Da ich mit einer Erklärung an das Publicum in dieser Sache wider die ganze Form der Amtsverhältnisse, die mir durch die Organisation angewiesen sind, verstoßen würde, da ich zu einer solchen Erklärung in der gegenwärtigen allgemeinen Gährung auch schwerlich (auf) die Erlaubniß der Regierung hoffen könnte; da ich selbst also zu meiner Vertheidigung gar nichts thun kann: so muß ich - da die Gefahr als so nahe angekündiget wird - die Regierung selbst um Schutz anrufen, und muß eben deshalb bitten:
Daß meiner gestern überreichten Denunciationsschrift die schleunigste Folge gegeben werde.
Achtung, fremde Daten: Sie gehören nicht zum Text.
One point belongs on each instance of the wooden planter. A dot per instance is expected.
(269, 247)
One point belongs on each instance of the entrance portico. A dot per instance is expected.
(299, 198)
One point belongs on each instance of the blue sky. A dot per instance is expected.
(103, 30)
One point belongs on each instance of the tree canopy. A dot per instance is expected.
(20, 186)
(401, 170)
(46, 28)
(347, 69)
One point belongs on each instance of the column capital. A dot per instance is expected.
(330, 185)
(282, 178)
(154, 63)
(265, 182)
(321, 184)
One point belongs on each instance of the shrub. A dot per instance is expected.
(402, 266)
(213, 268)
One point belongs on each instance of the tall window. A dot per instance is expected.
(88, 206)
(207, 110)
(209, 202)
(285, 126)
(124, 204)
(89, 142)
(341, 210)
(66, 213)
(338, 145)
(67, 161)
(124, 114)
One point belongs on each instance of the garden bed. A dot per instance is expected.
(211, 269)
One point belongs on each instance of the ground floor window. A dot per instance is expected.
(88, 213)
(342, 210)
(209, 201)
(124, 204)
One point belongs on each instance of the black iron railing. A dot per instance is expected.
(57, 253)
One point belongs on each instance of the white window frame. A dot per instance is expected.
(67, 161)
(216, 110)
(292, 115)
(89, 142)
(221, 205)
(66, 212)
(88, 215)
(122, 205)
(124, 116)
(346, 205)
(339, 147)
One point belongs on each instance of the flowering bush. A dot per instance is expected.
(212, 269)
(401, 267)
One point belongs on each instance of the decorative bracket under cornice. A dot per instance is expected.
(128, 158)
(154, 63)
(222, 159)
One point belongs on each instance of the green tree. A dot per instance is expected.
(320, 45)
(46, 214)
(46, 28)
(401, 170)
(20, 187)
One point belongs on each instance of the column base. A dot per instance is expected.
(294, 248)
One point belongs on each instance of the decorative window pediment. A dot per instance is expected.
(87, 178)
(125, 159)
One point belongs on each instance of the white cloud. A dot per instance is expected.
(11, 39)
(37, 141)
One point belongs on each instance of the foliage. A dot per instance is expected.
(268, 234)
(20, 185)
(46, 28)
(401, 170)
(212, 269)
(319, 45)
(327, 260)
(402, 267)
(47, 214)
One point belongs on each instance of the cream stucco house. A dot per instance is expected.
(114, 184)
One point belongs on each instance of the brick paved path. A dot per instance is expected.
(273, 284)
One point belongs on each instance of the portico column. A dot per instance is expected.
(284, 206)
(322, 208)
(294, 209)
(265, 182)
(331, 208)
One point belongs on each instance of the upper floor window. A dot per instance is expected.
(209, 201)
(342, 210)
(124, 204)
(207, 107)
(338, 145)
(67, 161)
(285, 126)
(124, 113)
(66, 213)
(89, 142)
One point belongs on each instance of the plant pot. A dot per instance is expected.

Der Rector Weiller kann, wie ich aus der gestrigen Unterredung mit dem geistlichen Rath Westenrieder deutlich abnehmen konnte, als der Hauptverbreiter der - zum Aufruhr wider die Regierung benutzten - Verleumdung wider mich leicht überwiesen werden. Das wirksamste Mittel zur Beruhigung des Publicums ist also das von mir angedeutete: "daß die Verleumdung durch ihre Haupt-Urheber und Verbreiter selbst widerrufen werden müsse."
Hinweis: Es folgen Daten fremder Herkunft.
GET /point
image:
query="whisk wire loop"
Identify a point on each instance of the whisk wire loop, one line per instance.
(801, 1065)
Verschuldet hat der Rector Weiller ohne Zweifel eine weit schwerere Strafe; es kann also kein Bedenken obwalten, ihm diesen öffentlichen Widerruf aufzulegen, wodurch er nur das persönliche Vergehen wider mich einigermaßen, noch lange aber nicht das weit größere Verbrechen wider die Regierung selbst, abbüßt. Es ist sicher die höchste Zeit, daß die Regierung entweder die Schuldigen - die das ganze Publicum kennt und nennt - zur Rechenschaft ziehe, oder aber - wenn diese noch ferner geschont werden müßten - wenigstens wider die Angeschuldigten die Untersuchung verhänge, damit das Volk auf die eine oder andere Weise versöhnt werde.
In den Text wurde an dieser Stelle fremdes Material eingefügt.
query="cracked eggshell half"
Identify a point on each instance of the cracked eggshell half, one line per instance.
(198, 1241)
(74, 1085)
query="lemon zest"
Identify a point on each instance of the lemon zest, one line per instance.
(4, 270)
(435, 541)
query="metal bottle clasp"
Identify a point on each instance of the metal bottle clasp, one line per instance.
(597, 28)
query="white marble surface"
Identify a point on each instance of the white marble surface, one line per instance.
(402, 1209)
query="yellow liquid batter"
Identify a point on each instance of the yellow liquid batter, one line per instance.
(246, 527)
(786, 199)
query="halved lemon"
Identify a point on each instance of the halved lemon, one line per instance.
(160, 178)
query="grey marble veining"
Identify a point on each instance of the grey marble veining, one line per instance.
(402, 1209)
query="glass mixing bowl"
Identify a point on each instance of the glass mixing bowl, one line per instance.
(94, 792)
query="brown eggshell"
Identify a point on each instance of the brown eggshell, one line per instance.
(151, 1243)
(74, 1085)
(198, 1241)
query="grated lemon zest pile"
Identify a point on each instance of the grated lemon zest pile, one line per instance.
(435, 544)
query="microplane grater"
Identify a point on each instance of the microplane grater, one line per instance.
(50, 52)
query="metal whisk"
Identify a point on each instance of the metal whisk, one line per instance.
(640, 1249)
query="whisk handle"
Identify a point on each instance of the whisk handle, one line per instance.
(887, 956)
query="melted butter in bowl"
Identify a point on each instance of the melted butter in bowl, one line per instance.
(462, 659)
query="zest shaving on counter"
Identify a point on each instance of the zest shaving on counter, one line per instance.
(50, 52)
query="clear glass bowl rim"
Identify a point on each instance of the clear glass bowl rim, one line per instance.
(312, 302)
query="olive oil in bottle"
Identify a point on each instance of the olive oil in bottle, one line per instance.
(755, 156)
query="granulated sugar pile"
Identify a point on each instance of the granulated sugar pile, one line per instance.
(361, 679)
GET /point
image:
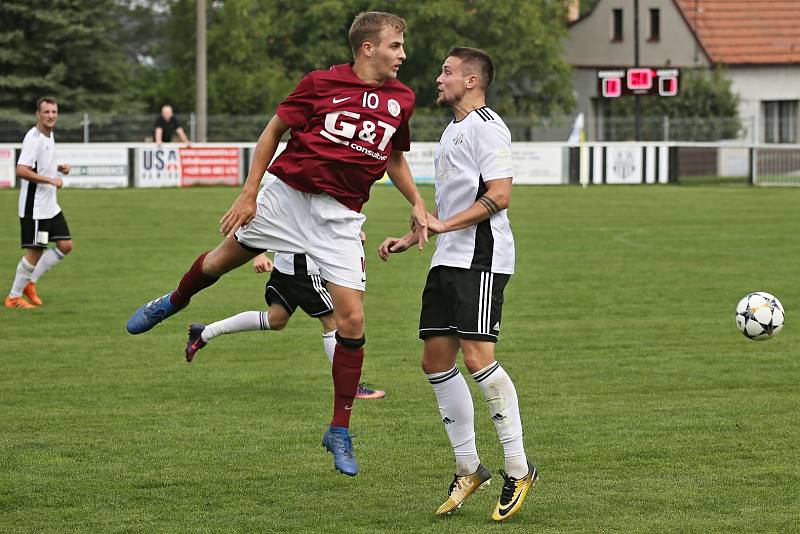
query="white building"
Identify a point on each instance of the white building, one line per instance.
(758, 41)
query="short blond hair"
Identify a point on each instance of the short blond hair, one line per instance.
(367, 27)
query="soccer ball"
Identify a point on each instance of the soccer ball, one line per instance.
(759, 316)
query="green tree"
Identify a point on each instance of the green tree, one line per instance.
(63, 48)
(259, 49)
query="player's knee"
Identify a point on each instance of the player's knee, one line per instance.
(351, 326)
(64, 247)
(277, 323)
(474, 362)
(349, 342)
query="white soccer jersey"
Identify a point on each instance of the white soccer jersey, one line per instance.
(38, 201)
(292, 264)
(471, 152)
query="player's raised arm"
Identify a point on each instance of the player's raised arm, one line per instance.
(244, 207)
(496, 199)
(400, 174)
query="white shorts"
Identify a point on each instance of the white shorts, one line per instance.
(293, 222)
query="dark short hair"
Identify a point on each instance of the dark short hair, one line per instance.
(477, 59)
(367, 26)
(47, 100)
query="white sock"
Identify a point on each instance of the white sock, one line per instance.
(501, 399)
(329, 342)
(48, 260)
(243, 322)
(458, 416)
(22, 277)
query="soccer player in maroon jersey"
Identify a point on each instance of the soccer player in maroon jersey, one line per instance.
(349, 125)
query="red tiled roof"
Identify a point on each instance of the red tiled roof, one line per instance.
(746, 31)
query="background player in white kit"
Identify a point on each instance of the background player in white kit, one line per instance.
(40, 217)
(295, 282)
(463, 296)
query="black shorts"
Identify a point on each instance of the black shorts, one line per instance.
(36, 233)
(462, 302)
(306, 291)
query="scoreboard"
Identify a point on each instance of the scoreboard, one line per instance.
(612, 83)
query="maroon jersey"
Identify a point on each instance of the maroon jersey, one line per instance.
(343, 131)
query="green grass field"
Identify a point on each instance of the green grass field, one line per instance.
(644, 408)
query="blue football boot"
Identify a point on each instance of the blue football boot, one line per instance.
(337, 441)
(150, 314)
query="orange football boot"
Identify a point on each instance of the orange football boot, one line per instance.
(18, 302)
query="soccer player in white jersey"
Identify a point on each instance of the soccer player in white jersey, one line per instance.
(295, 282)
(463, 296)
(40, 217)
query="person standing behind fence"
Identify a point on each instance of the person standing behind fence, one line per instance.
(166, 125)
(40, 217)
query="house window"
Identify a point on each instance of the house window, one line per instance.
(655, 25)
(616, 25)
(780, 121)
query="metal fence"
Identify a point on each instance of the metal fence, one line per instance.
(98, 127)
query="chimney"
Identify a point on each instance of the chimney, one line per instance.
(573, 10)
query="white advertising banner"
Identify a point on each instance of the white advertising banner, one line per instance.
(624, 164)
(538, 164)
(94, 167)
(8, 166)
(157, 167)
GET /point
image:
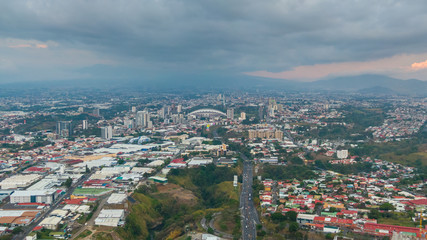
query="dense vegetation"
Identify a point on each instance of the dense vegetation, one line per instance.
(344, 169)
(203, 182)
(286, 172)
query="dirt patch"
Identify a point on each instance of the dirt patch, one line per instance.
(178, 193)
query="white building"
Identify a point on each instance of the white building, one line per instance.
(19, 181)
(116, 198)
(107, 132)
(36, 196)
(195, 162)
(51, 222)
(110, 217)
(342, 154)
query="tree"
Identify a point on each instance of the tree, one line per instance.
(387, 207)
(292, 216)
(68, 182)
(17, 230)
(293, 227)
(278, 217)
(374, 214)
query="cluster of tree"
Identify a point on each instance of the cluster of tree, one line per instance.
(205, 179)
(240, 148)
(287, 172)
(344, 169)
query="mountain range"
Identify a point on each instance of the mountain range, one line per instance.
(364, 84)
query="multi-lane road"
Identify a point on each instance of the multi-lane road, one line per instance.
(249, 214)
(55, 205)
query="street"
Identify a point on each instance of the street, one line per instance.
(43, 215)
(249, 214)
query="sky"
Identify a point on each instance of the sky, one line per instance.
(303, 40)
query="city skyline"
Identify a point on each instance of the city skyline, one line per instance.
(196, 41)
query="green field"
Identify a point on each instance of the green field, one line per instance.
(90, 191)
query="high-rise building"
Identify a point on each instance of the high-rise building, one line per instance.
(96, 112)
(128, 123)
(230, 113)
(142, 119)
(107, 132)
(161, 112)
(242, 116)
(64, 128)
(84, 124)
Euer Hochwohlgeboren bitte ich auf das Dringenste, meine Angelegenheit zu einer baldigen Entscheidung zu bringen, und mir auf den Fall, wenn die zu nehmenden Maßregeln aufhalten sollten mich noch vor Ende dieser Woche gefahrlos zu stellen, die Erlaubniß auszuwirken, daß ich mich mit meiner Familie bis zu Ausgang der Sache von hier entfernen darf.
Mit hoher Verehrung
Euer Hochwohlgebohren
unterthänig gehorsamer
Niethammer
München, den 20ten Febr. 1810.D.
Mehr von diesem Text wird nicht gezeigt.